Pushing myself past the point of breaking, I'm stretching my inner soul into a figment of my imagination and no longer wish to anticipate what's to come. What this means about my life, I'm not quite sure, but what I do know is that I must grasp my own personal imagination from the depths of my mind and recapture what my vision has always been.

I've let my blog slip along with other things, because so much has come forth in my life that has kept me from fully releasing my personal information, out of fear for others to judge. I've looked back at prior posts, desperately wishing I could resurface in a week or so with a million new ideas ready to please all of you.

However that's not possible.

I know that you deserve better. Hell, I deserve better. This is why I've stopped putting the emphasis on consistently hitting my keyboard and more on quality of material. I do intend on keeping true to the daily routine, but I think I need to take a step back from reality and live in the fantasy for a while. 

I miss taking photos.
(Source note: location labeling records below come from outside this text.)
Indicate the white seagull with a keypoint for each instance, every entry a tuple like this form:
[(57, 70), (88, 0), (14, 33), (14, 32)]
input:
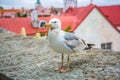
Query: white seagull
[(63, 42)]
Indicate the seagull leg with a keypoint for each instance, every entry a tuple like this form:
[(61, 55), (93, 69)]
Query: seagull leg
[(62, 69), (68, 63)]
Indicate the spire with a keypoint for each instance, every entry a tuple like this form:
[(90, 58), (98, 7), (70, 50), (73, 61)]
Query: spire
[(91, 1), (38, 2)]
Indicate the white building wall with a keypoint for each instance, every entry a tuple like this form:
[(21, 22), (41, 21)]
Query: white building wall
[(96, 29)]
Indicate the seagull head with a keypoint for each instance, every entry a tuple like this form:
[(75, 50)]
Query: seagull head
[(54, 23)]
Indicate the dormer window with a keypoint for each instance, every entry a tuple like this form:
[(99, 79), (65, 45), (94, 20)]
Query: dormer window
[(42, 23), (42, 11)]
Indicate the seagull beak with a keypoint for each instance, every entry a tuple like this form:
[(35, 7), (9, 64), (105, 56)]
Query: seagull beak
[(47, 25)]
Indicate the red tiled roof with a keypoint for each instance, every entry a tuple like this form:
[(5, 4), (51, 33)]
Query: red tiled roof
[(15, 25), (111, 13), (73, 17)]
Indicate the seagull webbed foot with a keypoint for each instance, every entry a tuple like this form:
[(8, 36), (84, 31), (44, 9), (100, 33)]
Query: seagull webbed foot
[(62, 69)]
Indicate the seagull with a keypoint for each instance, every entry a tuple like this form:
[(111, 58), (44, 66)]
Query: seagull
[(64, 42)]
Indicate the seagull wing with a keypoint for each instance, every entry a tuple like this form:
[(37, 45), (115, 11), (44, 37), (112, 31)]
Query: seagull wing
[(74, 42)]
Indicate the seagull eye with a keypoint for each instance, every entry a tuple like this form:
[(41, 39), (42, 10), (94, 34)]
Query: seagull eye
[(55, 22)]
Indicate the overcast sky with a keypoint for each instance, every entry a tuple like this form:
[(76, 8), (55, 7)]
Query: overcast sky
[(48, 3)]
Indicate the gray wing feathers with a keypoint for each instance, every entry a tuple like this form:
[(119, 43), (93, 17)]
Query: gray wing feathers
[(74, 42)]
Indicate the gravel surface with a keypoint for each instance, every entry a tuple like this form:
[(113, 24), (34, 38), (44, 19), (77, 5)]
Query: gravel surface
[(28, 58)]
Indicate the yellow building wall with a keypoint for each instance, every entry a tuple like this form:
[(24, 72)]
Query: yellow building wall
[(96, 29)]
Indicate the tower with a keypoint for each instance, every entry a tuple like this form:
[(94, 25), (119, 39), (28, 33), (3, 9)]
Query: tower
[(37, 4), (69, 3)]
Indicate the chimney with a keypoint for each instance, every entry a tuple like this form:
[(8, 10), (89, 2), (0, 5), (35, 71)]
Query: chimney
[(34, 18)]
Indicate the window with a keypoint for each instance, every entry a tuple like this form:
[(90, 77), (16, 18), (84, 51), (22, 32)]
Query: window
[(106, 46), (42, 23)]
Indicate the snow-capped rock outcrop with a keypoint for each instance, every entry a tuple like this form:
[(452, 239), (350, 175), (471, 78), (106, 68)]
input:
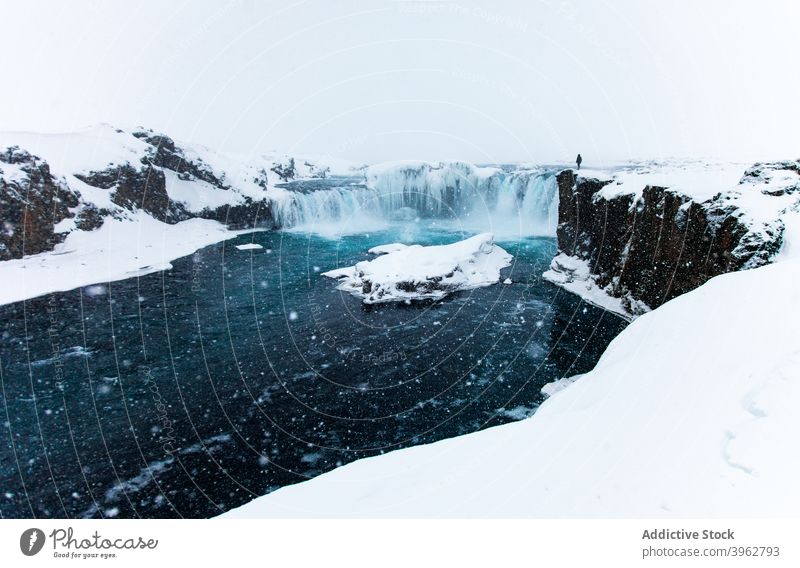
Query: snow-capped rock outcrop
[(646, 234), (424, 272), (53, 184)]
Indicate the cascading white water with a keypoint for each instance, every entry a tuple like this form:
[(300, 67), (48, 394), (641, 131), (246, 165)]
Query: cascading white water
[(510, 204)]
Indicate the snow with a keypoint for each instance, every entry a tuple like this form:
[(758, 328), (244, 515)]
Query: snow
[(698, 179), (574, 275), (689, 413), (121, 248), (424, 272)]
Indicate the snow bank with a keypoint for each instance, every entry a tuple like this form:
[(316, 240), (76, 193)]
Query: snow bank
[(249, 246), (417, 272), (121, 248), (574, 275), (691, 412)]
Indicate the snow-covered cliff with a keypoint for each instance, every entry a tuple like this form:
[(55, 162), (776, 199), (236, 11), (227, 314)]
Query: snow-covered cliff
[(633, 238), (690, 412)]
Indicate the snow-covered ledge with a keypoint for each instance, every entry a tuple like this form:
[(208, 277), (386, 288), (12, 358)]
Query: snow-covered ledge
[(672, 422), (416, 272)]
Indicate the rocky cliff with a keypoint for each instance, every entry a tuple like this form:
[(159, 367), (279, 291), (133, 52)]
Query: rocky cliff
[(649, 244), (147, 172)]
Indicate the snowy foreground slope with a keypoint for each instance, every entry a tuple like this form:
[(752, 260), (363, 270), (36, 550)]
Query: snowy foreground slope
[(418, 272), (690, 412)]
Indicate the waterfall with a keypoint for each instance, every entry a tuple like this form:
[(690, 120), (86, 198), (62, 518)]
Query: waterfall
[(510, 203)]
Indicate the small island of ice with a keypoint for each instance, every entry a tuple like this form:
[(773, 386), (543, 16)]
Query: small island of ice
[(419, 272)]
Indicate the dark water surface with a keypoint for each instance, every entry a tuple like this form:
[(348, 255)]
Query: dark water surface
[(191, 391)]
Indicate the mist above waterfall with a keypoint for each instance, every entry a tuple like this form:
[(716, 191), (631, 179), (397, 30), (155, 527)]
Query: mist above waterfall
[(457, 196)]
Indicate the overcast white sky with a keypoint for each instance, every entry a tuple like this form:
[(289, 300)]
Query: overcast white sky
[(383, 80)]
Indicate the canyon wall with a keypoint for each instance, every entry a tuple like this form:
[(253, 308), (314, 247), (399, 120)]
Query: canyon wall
[(650, 246)]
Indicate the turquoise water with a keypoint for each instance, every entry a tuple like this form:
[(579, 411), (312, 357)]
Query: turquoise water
[(191, 391)]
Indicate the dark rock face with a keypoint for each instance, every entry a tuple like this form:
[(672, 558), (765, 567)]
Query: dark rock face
[(660, 246), (134, 189), (31, 204), (165, 154), (248, 215), (285, 171), (33, 201)]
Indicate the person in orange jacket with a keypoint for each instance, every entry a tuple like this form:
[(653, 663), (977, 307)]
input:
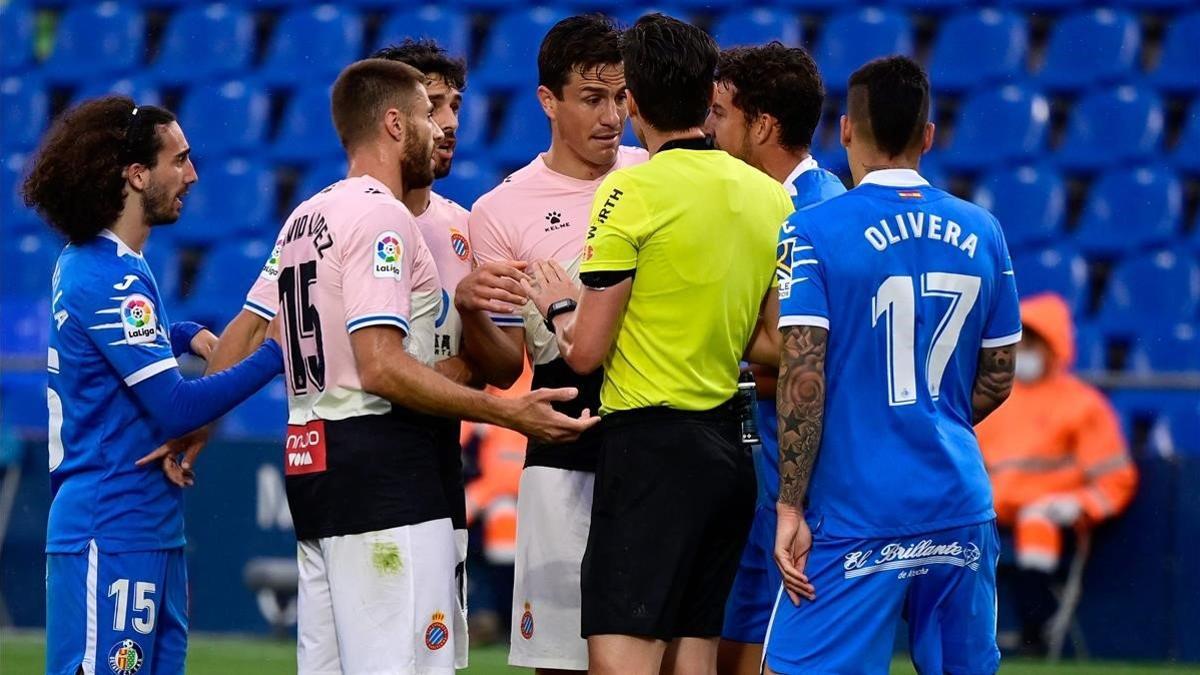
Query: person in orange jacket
[(1056, 457)]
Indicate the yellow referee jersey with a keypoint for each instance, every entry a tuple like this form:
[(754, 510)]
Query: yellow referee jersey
[(697, 228)]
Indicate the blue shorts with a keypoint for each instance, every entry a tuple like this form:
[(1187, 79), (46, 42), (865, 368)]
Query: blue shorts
[(117, 614), (943, 584), (748, 610)]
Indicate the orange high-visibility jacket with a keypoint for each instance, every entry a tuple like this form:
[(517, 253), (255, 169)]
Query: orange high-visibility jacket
[(1057, 435)]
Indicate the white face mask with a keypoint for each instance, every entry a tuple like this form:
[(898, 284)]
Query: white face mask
[(1031, 365)]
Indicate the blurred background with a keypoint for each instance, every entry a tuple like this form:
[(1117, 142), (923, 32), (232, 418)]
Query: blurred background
[(1077, 123)]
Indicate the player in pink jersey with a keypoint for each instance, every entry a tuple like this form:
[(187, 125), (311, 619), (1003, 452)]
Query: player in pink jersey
[(359, 294), (541, 213)]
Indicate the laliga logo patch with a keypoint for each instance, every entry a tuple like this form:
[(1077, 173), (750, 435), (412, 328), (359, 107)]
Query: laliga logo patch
[(125, 657), (437, 634), (389, 252), (138, 320)]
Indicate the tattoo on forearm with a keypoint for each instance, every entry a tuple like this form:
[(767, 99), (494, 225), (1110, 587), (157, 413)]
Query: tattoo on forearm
[(801, 402), (994, 381)]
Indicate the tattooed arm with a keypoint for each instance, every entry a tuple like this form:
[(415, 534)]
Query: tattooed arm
[(994, 381)]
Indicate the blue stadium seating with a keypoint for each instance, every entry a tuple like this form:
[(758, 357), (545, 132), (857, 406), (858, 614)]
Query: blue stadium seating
[(312, 45), (223, 118), (233, 198), (1122, 124), (1131, 208), (855, 37), (17, 30), (207, 41), (999, 125), (447, 25), (1030, 202), (24, 112), (95, 41), (1057, 269), (306, 131), (1073, 59), (978, 46), (509, 59), (755, 27), (1158, 288)]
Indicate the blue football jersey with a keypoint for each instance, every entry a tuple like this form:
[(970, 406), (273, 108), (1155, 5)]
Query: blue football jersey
[(911, 282), (108, 333), (810, 185)]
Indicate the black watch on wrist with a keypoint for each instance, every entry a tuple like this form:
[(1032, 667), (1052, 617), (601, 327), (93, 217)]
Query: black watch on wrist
[(557, 308)]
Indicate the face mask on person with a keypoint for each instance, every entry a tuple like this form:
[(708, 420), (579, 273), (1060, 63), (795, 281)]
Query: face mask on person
[(1031, 365)]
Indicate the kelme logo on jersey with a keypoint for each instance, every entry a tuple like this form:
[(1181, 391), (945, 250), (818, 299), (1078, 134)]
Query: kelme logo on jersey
[(437, 634), (138, 320), (389, 252), (125, 657)]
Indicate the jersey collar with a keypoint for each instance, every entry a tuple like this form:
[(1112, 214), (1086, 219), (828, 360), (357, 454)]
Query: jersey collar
[(807, 163), (894, 178)]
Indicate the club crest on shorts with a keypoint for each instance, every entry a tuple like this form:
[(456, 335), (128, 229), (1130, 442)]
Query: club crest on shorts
[(125, 657), (437, 634), (527, 623)]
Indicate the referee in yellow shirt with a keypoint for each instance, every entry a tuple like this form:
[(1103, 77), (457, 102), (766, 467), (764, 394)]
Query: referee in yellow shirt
[(678, 264)]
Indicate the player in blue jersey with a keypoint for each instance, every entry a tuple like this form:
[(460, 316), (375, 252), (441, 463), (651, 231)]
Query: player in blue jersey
[(117, 583), (899, 322), (765, 112)]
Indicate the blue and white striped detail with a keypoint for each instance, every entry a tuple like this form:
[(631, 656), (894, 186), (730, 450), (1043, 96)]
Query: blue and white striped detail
[(378, 320)]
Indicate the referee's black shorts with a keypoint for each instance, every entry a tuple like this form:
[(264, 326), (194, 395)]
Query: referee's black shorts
[(675, 497)]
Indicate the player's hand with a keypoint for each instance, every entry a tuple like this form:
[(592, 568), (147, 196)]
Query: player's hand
[(492, 287), (549, 284), (793, 541), (203, 344), (533, 416)]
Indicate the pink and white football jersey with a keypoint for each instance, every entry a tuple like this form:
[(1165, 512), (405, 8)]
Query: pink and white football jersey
[(537, 214), (349, 257)]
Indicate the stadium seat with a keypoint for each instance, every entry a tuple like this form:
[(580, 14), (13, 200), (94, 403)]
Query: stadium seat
[(447, 25), (1131, 209), (978, 46), (17, 31), (509, 59), (306, 131), (225, 118), (1149, 290), (1073, 55), (523, 133), (1057, 269), (468, 180), (1110, 126), (24, 112), (997, 126), (232, 199), (1167, 350), (1177, 63), (205, 41), (1030, 202), (96, 41), (851, 39), (312, 45), (756, 27)]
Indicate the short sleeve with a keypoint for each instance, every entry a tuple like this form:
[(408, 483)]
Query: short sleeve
[(1003, 322), (801, 275), (123, 317), (617, 217), (377, 268)]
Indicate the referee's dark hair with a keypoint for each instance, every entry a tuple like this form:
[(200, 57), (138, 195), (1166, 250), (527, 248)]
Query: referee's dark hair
[(76, 180), (430, 58), (367, 88), (669, 70), (576, 45), (891, 95), (781, 82)]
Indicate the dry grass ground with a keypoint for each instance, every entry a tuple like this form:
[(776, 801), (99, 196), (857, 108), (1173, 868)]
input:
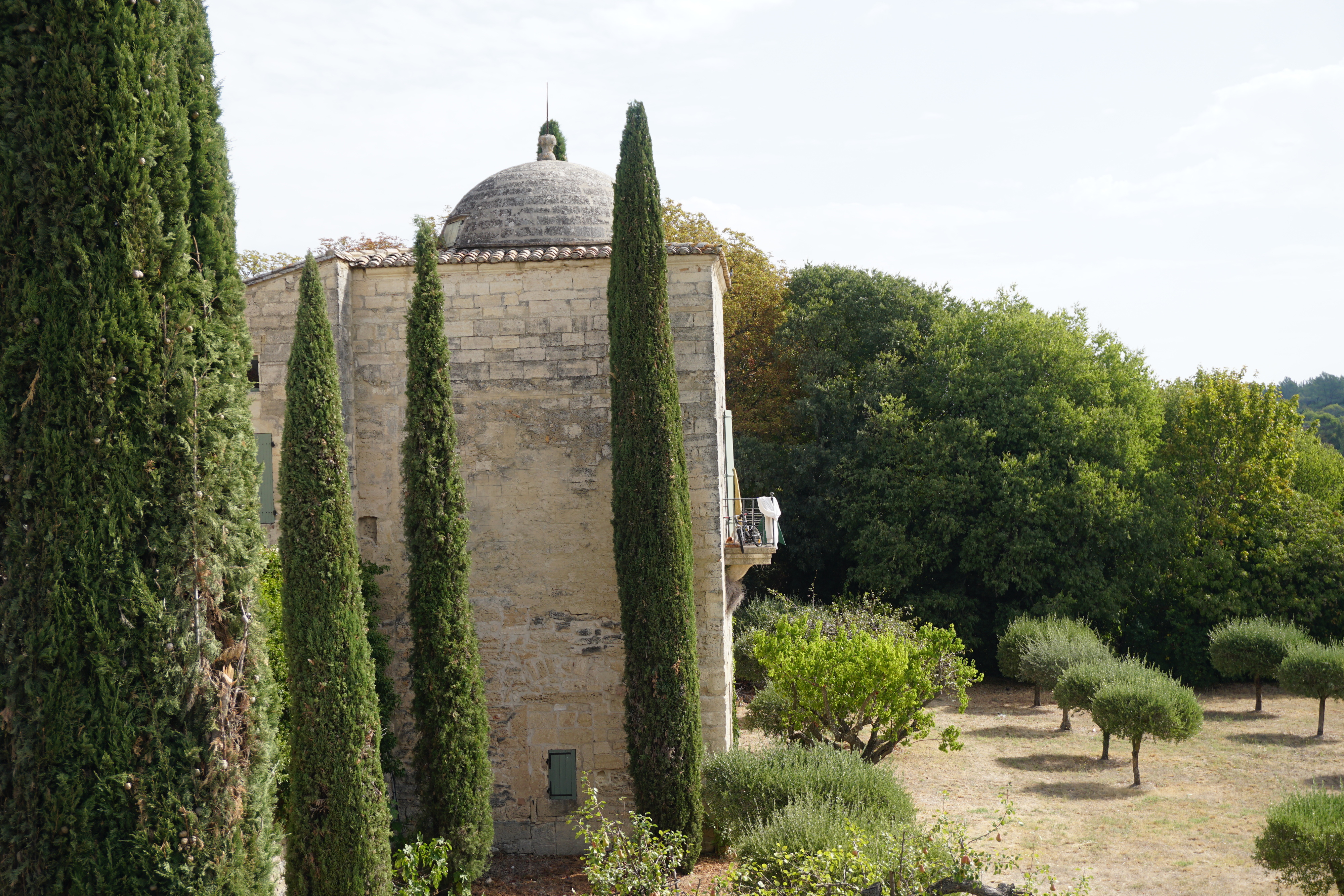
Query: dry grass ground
[(1190, 829)]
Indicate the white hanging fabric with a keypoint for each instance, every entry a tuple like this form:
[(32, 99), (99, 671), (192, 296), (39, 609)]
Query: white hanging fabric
[(771, 511)]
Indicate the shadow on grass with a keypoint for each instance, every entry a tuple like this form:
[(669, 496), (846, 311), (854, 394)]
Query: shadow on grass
[(1226, 715), (1326, 782), (1085, 791), (1050, 762), (1276, 741), (1017, 731)]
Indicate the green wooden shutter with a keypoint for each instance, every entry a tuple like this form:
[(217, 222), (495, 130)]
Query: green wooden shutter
[(565, 781), (268, 477)]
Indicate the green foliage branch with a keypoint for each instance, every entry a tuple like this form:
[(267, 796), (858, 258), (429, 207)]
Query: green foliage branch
[(1315, 671), (452, 762), (1253, 648), (338, 825), (651, 506), (1304, 843), (841, 683)]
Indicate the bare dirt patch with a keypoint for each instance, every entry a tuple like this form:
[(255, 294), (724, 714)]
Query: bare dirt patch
[(1190, 829)]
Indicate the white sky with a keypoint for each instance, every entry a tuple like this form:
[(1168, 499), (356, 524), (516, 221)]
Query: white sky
[(1175, 167)]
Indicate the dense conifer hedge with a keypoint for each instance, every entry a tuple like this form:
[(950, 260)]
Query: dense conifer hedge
[(651, 504), (138, 702), (452, 765), (338, 809)]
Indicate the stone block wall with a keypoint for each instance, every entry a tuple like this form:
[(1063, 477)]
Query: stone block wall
[(530, 379)]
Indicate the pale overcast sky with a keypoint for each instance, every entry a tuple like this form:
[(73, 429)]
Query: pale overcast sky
[(1174, 167)]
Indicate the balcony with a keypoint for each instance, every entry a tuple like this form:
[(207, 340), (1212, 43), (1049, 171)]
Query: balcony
[(752, 528)]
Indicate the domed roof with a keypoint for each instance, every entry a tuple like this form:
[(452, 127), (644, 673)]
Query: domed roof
[(538, 203)]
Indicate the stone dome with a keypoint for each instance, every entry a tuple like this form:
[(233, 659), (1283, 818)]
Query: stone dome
[(538, 203)]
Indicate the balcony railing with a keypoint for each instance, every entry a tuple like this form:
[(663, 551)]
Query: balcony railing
[(749, 524)]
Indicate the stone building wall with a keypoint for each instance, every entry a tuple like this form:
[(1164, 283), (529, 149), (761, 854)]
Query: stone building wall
[(530, 379)]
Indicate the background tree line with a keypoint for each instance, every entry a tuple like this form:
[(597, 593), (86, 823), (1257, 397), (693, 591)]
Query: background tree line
[(983, 460)]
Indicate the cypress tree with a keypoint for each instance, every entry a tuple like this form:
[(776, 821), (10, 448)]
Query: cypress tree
[(136, 722), (338, 811), (554, 129), (452, 765), (651, 506)]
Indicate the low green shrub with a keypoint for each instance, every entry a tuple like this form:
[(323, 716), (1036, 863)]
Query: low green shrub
[(1147, 705), (1253, 648), (636, 862), (1315, 671), (1050, 655), (420, 868), (1304, 842), (851, 687), (944, 859), (747, 789), (811, 827)]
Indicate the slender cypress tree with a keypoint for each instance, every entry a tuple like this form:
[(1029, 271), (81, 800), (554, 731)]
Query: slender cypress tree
[(651, 506), (554, 129), (134, 737), (338, 809), (454, 773)]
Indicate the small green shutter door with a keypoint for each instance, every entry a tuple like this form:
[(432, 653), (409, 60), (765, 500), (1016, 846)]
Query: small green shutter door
[(565, 784), (268, 479)]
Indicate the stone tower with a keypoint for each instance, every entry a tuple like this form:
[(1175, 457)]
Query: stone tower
[(525, 261)]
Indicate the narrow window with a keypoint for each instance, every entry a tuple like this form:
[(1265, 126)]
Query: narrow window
[(268, 477), (565, 784)]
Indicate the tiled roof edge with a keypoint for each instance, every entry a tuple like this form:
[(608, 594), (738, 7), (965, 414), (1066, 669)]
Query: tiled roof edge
[(493, 254)]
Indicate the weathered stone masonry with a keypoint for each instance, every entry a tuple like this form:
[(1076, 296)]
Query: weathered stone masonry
[(530, 379)]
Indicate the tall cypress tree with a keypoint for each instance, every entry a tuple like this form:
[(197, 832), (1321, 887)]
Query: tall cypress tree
[(554, 129), (651, 504), (134, 738), (452, 765), (338, 809)]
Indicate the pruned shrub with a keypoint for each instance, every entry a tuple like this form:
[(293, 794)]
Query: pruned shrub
[(745, 789), (1315, 671), (1147, 705), (1015, 641), (1050, 655), (1253, 648), (843, 682), (1304, 842)]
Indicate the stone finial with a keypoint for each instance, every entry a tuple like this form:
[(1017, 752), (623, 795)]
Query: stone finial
[(546, 148)]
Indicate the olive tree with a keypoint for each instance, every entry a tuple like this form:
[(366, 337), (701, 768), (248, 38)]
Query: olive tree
[(1253, 648), (1083, 682), (1147, 705), (1315, 671), (1304, 842), (1050, 656), (1019, 636)]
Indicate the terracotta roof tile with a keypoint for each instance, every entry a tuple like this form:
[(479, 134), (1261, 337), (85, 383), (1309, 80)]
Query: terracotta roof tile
[(491, 254)]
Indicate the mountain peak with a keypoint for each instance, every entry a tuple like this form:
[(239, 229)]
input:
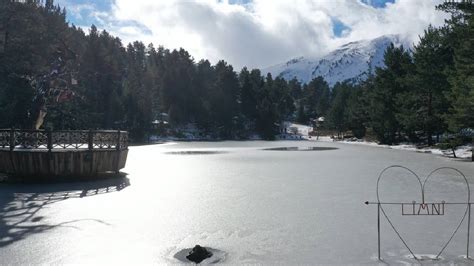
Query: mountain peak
[(350, 62)]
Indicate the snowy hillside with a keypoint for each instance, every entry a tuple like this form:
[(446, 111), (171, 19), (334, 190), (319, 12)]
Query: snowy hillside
[(352, 61)]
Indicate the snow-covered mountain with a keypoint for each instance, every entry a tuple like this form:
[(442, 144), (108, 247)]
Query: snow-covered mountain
[(351, 61)]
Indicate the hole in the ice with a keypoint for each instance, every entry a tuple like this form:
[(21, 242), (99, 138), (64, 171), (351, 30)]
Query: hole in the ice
[(186, 255), (300, 149), (193, 152)]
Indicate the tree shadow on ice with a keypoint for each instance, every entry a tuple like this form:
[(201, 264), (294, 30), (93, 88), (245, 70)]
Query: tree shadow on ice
[(21, 205)]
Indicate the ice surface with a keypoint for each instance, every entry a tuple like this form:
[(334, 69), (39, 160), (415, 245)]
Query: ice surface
[(256, 206)]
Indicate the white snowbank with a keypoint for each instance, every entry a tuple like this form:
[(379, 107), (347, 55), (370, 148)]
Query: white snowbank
[(463, 152)]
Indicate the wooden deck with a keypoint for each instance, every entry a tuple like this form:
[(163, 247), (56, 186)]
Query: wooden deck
[(45, 154)]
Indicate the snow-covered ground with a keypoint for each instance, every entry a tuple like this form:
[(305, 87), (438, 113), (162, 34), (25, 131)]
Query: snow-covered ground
[(256, 205), (352, 61), (462, 152)]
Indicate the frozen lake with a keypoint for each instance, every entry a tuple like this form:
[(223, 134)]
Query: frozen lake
[(259, 206)]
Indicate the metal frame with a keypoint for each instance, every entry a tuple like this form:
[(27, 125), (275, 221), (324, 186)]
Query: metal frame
[(14, 139), (380, 208)]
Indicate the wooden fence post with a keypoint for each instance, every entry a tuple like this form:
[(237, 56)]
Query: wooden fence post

I miss creating. I miss thrifting. I miss eating. I miss exploring. I miss reviewing. So I'm going to make a comeback.

For the past few months I've struggled to maintain my anxiety, motherhood skills, and the blogger life. I've held back. That's going to change.

Tomorrow I will provide an eating post that [I pray] will suffice as the end conclusion to this week, but this weekend I have plans. I have a plan to overcome this drought and bring forth the gold I've held onto. 

I'm tired you guys. I'm exhausted, broken, and questioning many many decisions. I'm tired. So for now I will bid you ado with yet another mediocre post, but I leave you with this. I'm coming back. I've said it before, but I've never been a tell-er. I'm a show-er.